US women’s hockey team remains united through different kinds of crises – Los Angeles Times

Posted: Wednesday, September 27, 2017

Facing Canada for the gold medal in the Pyeongchang Olympic hockey tournament should be easy for the U.S. women’s hockey team after players united during two harrowing experiences that had happy outcomes.

Last spring, intent on getting better treatment from USA Hockey as well as travel stipends and accommodations equal to those given their male counterparts, team members threatened to skip the world championships. More recently, the women were evacuated from their apartments at their training base in Wesley Chapel, Fla., when Hurricane Irma took an unexpected turn toward Tampa.

Both experiences went well for the U.S. women, who have won seven of the past eight world titles but haven’t won Olympic gold since women’s hockey made its debut in 1998. Their unity during contract talks got the women better training stipends for their six-month, pre-Olympic residency as well as promises that USA Hockey would support girls’ hockey programs.

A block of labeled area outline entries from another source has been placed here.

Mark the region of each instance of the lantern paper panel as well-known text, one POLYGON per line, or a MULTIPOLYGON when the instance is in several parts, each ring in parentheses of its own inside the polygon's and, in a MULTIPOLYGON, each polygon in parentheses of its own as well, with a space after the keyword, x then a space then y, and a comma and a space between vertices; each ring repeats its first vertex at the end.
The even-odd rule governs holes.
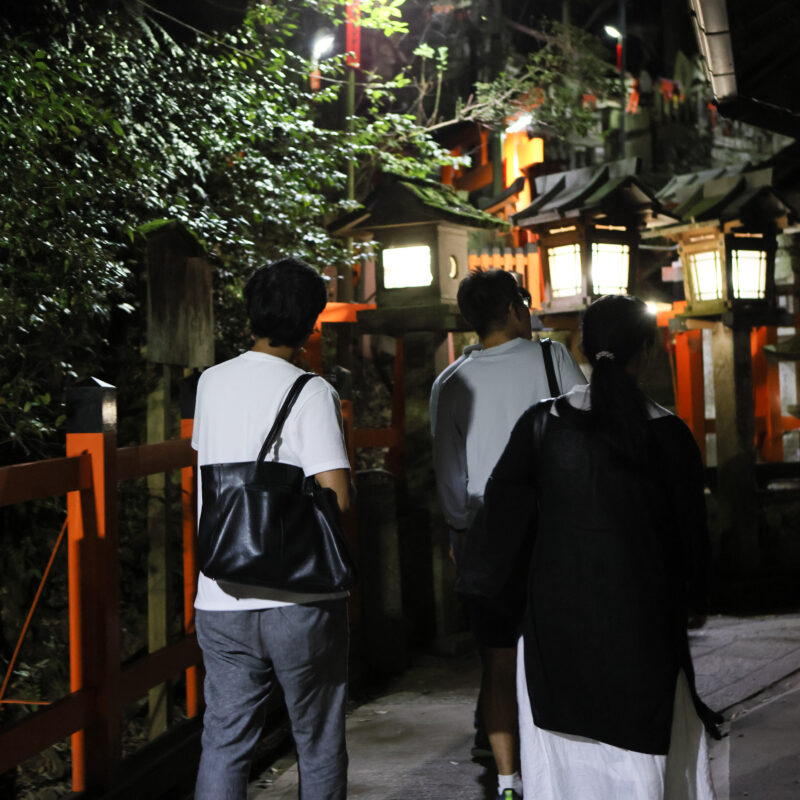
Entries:
POLYGON ((547 251, 550 266, 550 290, 553 298, 574 297, 583 291, 581 246, 565 244, 547 251))
POLYGON ((694 293, 697 300, 719 300, 722 298, 722 264, 719 252, 711 250, 692 253, 689 256, 694 293))
POLYGON ((731 282, 737 300, 763 300, 767 284, 766 252, 731 250, 731 282))
POLYGON ((627 294, 630 247, 611 242, 592 243, 592 287, 595 295, 627 294))
POLYGON ((428 245, 391 247, 383 251, 385 289, 407 289, 432 283, 431 248, 428 245))

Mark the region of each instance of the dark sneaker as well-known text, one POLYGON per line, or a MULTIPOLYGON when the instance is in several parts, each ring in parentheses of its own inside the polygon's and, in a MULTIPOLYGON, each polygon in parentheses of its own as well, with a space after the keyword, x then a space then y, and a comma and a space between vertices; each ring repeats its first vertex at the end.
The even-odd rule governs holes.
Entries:
MULTIPOLYGON (((475 731, 475 741, 472 743, 473 758, 493 758, 492 746, 489 744, 489 737, 483 726, 475 731)), ((505 798, 503 798, 505 800, 505 798)))

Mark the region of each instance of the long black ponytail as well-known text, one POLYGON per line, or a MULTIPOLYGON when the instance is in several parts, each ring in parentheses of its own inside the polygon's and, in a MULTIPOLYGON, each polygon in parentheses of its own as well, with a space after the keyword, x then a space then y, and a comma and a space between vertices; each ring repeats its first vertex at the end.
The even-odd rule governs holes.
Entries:
POLYGON ((591 420, 612 452, 640 466, 647 443, 647 401, 626 367, 655 340, 655 316, 638 298, 607 295, 586 309, 582 347, 592 366, 591 420))

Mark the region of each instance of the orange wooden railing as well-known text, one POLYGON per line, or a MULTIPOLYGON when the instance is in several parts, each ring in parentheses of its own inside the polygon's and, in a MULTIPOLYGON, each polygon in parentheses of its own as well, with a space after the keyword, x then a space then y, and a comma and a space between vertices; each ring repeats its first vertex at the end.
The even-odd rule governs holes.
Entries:
MULTIPOLYGON (((93 382, 67 397, 65 458, 0 468, 0 505, 67 495, 70 694, 0 728, 0 773, 71 736, 74 791, 113 785, 127 703, 186 671, 187 715, 201 704, 193 630, 195 475, 192 420, 180 439, 117 448, 113 387, 93 382), (69 419, 73 424, 70 429, 69 419), (184 635, 124 668, 119 624, 119 483, 180 469, 184 635)), ((8 701, 7 701, 8 702, 8 701)))

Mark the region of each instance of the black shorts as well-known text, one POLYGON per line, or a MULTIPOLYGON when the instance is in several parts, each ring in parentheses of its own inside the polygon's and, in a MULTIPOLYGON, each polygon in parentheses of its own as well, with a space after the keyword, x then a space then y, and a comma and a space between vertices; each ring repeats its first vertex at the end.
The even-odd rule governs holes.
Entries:
POLYGON ((462 594, 461 600, 470 629, 481 647, 516 647, 520 619, 498 609, 490 600, 477 595, 462 594))

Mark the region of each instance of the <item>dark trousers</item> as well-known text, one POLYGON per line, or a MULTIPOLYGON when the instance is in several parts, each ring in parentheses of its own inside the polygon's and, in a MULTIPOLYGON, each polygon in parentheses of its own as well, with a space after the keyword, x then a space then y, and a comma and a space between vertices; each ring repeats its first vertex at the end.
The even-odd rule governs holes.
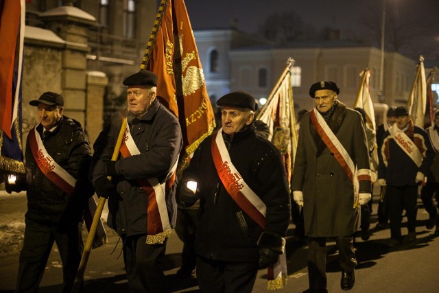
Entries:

Their upbeat attitude during the storm helped them get each other — and fellow evacuees — through it unscathed.

“It turned into a giant sleepover, really. Everyone in the resort and 23 of us,” U.S. forward Meghan Duggan said Tuesday during the Team USA Media Summit. “We were in a hotel function room. We had snacks, played games and cards, and we had a massage therapist come in. We kind of embraced it together and went through it together and tried to look at the positives. We were very fortunate compared to some other communities in Florida.”